American investigators conducted their own inquiry into the violence, interviewing more than 1,000 refugees who reported widespread and systematic attacks. More than half of the Rohingya interviewed witnessed sexual assaults, and three-quarters said they saw killings at the hands of the military. One of every five Rohingya interviewed witnessed a mass casualty event, where more than 100 people were killed or injured, Mr. Blinken said, citing the report.

“The evidence also points to a clear intent behind these mass atrocities — the intent to destroy Rohingya,” Mr. Blinken said.

The State Department stopped short of declaring the Myanmar atrocities to be genocide when it released the findings in 2018, in part to maintain an alliance with the government and keep neighboring China off balance in the region. More than two years later, at the end of the Trump administration, Secretary of State Mike Pompeo declared the systemic abuse and detention of Muslim Uyghurs in the Xinjiang region of China to be an act of genocide.

The Biden administration has also resisted declaring atrocities in Ethiopia’s northern Tigray province to be a genocide, although Mr. Blinken has warned of cases of ethnic cleansing against civilians there. And just last week, Mr.
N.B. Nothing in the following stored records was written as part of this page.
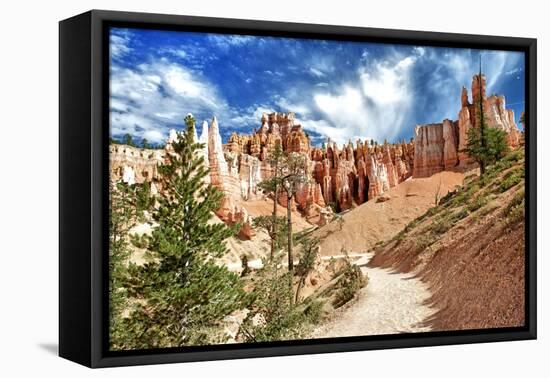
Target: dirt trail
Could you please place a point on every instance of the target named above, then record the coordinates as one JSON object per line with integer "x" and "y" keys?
{"x": 391, "y": 303}
{"x": 361, "y": 228}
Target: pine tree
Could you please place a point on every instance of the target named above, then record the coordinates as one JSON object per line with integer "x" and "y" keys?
{"x": 272, "y": 185}
{"x": 294, "y": 176}
{"x": 485, "y": 144}
{"x": 122, "y": 217}
{"x": 310, "y": 246}
{"x": 182, "y": 293}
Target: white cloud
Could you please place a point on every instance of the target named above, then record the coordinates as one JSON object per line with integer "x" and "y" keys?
{"x": 373, "y": 106}
{"x": 226, "y": 41}
{"x": 119, "y": 44}
{"x": 316, "y": 72}
{"x": 512, "y": 71}
{"x": 147, "y": 98}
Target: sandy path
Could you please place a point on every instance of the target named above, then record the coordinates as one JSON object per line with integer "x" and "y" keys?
{"x": 391, "y": 303}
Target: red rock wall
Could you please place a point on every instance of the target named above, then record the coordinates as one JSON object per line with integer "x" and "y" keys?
{"x": 440, "y": 146}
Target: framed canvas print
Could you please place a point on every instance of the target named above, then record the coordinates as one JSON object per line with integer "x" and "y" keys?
{"x": 233, "y": 188}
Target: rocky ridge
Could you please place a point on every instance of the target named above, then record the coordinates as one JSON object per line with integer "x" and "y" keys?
{"x": 343, "y": 176}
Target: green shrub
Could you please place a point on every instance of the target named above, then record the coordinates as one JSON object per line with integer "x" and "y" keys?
{"x": 478, "y": 202}
{"x": 350, "y": 283}
{"x": 515, "y": 210}
{"x": 511, "y": 179}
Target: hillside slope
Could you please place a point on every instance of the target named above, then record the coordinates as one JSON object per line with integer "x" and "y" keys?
{"x": 380, "y": 219}
{"x": 470, "y": 250}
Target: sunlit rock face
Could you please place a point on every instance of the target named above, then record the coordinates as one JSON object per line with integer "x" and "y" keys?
{"x": 340, "y": 176}
{"x": 133, "y": 164}
{"x": 441, "y": 146}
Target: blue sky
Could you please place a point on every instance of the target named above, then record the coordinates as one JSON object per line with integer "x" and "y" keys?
{"x": 341, "y": 90}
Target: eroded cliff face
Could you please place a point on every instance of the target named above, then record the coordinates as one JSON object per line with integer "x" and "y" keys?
{"x": 342, "y": 176}
{"x": 440, "y": 146}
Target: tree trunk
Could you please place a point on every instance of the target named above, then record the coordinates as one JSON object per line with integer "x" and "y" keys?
{"x": 289, "y": 225}
{"x": 299, "y": 288}
{"x": 274, "y": 221}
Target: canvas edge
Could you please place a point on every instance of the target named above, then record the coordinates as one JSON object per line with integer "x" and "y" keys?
{"x": 97, "y": 355}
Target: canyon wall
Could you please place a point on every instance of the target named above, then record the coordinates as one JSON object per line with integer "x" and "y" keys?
{"x": 440, "y": 146}
{"x": 341, "y": 177}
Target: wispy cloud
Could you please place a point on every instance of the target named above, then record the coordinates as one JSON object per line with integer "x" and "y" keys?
{"x": 145, "y": 101}
{"x": 337, "y": 90}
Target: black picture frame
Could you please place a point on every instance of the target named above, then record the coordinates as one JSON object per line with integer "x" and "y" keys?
{"x": 83, "y": 194}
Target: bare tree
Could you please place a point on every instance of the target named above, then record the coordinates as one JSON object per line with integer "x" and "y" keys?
{"x": 438, "y": 192}
{"x": 272, "y": 185}
{"x": 294, "y": 176}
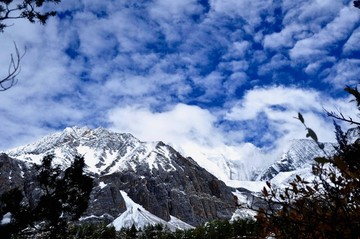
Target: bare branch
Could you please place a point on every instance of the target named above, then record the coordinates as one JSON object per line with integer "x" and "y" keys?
{"x": 340, "y": 116}
{"x": 13, "y": 70}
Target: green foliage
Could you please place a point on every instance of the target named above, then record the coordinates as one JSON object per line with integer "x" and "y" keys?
{"x": 329, "y": 206}
{"x": 62, "y": 196}
{"x": 91, "y": 231}
{"x": 28, "y": 9}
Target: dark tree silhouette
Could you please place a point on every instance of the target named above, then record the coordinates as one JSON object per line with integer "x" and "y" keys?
{"x": 357, "y": 3}
{"x": 61, "y": 196}
{"x": 327, "y": 207}
{"x": 27, "y": 9}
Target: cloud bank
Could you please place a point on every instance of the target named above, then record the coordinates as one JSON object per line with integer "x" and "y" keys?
{"x": 222, "y": 77}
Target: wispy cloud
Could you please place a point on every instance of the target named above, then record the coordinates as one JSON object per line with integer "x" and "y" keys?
{"x": 227, "y": 75}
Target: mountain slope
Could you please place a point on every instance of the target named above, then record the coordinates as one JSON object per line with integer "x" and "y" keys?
{"x": 151, "y": 174}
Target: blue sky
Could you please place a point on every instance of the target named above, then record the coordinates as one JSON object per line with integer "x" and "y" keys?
{"x": 225, "y": 75}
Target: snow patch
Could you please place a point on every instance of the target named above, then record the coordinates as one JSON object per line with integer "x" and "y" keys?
{"x": 138, "y": 216}
{"x": 102, "y": 185}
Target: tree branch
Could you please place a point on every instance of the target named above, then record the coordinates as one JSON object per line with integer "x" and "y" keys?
{"x": 13, "y": 70}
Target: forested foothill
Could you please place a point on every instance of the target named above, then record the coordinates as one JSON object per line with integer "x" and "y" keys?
{"x": 327, "y": 207}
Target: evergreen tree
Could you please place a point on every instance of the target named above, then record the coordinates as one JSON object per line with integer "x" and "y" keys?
{"x": 328, "y": 207}
{"x": 62, "y": 196}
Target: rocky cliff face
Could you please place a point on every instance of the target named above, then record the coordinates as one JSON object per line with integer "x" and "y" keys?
{"x": 153, "y": 175}
{"x": 300, "y": 155}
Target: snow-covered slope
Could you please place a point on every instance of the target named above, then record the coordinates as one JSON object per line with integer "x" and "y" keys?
{"x": 105, "y": 152}
{"x": 137, "y": 215}
{"x": 136, "y": 182}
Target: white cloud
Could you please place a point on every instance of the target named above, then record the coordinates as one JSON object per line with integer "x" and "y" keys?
{"x": 178, "y": 125}
{"x": 317, "y": 46}
{"x": 275, "y": 108}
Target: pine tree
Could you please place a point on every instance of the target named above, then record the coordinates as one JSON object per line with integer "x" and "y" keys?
{"x": 63, "y": 197}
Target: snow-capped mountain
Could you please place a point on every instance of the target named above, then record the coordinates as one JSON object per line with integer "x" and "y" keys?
{"x": 128, "y": 172}
{"x": 149, "y": 182}
{"x": 297, "y": 159}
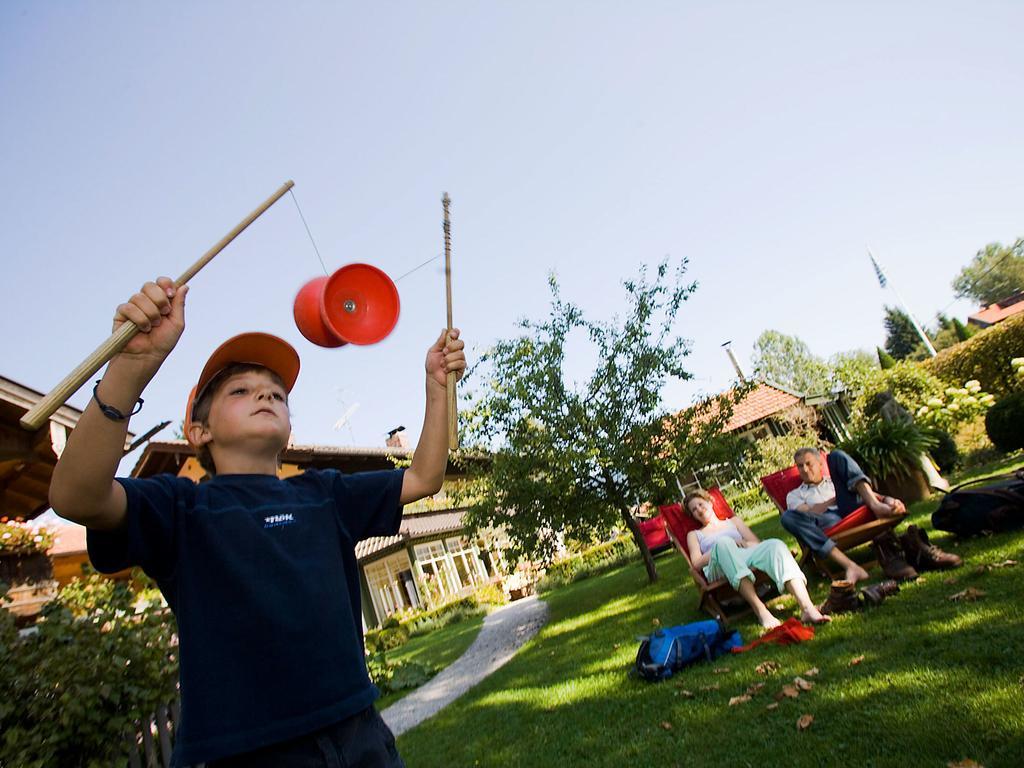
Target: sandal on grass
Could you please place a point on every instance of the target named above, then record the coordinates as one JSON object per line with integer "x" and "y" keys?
{"x": 877, "y": 593}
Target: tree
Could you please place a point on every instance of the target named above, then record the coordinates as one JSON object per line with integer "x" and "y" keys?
{"x": 852, "y": 370}
{"x": 787, "y": 360}
{"x": 944, "y": 335}
{"x": 963, "y": 332}
{"x": 902, "y": 341}
{"x": 995, "y": 272}
{"x": 569, "y": 461}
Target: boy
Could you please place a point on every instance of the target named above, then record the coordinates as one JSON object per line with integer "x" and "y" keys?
{"x": 260, "y": 572}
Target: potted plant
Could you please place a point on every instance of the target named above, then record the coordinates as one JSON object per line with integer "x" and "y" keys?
{"x": 25, "y": 565}
{"x": 890, "y": 452}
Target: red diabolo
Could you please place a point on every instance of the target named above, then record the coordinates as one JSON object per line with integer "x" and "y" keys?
{"x": 357, "y": 304}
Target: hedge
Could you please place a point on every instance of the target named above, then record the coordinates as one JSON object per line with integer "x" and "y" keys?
{"x": 590, "y": 561}
{"x": 443, "y": 615}
{"x": 984, "y": 356}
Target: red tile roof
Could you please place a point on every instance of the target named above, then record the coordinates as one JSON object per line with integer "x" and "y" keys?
{"x": 414, "y": 526}
{"x": 993, "y": 313}
{"x": 764, "y": 400}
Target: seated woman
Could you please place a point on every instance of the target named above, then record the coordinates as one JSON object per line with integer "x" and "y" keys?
{"x": 728, "y": 549}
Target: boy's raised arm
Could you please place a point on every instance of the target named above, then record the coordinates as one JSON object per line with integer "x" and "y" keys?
{"x": 82, "y": 487}
{"x": 426, "y": 475}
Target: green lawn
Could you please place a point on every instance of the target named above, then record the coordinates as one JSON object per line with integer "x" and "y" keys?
{"x": 940, "y": 681}
{"x": 436, "y": 650}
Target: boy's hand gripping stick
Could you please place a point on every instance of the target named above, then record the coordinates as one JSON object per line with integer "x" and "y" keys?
{"x": 42, "y": 411}
{"x": 453, "y": 406}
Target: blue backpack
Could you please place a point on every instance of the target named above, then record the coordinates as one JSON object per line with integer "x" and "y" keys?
{"x": 670, "y": 649}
Blinken said he believed that war crimes had been committed by Russian forces in their invasion of Ukraine but said investigators still had not concluded that officially.

Still, Mr. Blinken mentioned both conflicts on Monday. Shortly after his speech, the State Department also announced that it had designated Sudan’s Central Reserve Police as a human rights violator after accusations of rape, torture and other abuses against pro-democracy protesters surfaced starting late last year, including as recently as last week.